The perception that the limitations of accessing data in Latin America are more extensive when compared to the United States and Europe is a consensual point among researchers from the region. As shown, the reasons for these contrasts between Global North and South are multiple and interconnected, involving economic inequalities across regions, structural aspects of universities in different areas, as well as limitations and variations in the ways of engaging with platforms.
Where do we go from here?
Two conclusions are taken from this scenario. First, the development and expansion of evidence-based academic research in Latin America on social media platforms require coordination among all the involved actors: universities, researchers themselves, and the platforms. Universities, research centers, and ethics committees have to update themselves on the challenges and nuances of conducting research on platforms, as the methods and necessary support differ from those used in research involving individuals or in the natural and exact sciences. Researchers also recognize the need to consolidate protocols and establish best practices for data protection and privacy safeguards to better request and address the datasets they have access to.

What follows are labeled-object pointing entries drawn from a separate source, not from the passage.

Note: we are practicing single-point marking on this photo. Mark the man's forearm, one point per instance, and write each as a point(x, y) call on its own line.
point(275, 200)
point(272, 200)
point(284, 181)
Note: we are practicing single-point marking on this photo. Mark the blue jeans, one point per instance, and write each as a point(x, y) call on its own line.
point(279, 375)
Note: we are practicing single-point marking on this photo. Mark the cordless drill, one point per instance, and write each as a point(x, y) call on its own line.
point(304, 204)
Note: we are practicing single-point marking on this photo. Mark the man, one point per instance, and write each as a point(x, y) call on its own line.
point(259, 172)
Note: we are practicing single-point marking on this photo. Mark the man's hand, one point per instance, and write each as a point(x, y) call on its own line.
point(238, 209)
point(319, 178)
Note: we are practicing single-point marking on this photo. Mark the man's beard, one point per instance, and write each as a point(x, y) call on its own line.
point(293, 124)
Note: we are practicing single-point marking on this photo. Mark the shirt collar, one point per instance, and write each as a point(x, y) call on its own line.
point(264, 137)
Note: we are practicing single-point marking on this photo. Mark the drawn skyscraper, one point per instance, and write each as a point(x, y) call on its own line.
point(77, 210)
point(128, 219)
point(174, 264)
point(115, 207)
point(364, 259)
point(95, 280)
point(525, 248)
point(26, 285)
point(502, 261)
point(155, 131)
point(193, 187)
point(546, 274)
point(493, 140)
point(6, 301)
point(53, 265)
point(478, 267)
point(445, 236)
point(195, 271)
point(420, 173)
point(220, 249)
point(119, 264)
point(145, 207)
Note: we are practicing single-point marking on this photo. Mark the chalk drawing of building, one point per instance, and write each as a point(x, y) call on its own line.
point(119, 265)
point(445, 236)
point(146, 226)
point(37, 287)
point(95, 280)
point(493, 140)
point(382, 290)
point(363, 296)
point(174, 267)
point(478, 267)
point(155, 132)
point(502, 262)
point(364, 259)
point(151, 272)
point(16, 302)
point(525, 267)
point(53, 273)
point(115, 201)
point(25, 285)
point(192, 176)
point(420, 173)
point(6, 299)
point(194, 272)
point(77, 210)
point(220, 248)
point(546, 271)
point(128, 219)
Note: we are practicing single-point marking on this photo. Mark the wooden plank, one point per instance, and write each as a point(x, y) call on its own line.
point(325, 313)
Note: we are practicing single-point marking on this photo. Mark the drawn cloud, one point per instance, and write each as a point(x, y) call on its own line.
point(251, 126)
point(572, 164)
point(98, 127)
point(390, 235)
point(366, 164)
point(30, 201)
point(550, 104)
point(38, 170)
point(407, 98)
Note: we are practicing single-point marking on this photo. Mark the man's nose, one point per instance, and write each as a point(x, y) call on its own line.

Finally, regarding platforms, beyond the necessity to formulate and implement new transparency practices specifically designed for the Global South, there is a demand to improve existing ones. Strengthening the transparency framework for researchers involves identifying barriers and strategies to mitigate them, developing training and capacity-building, standardizing the availability of data across platforms, and increasing engagement and presence in the region.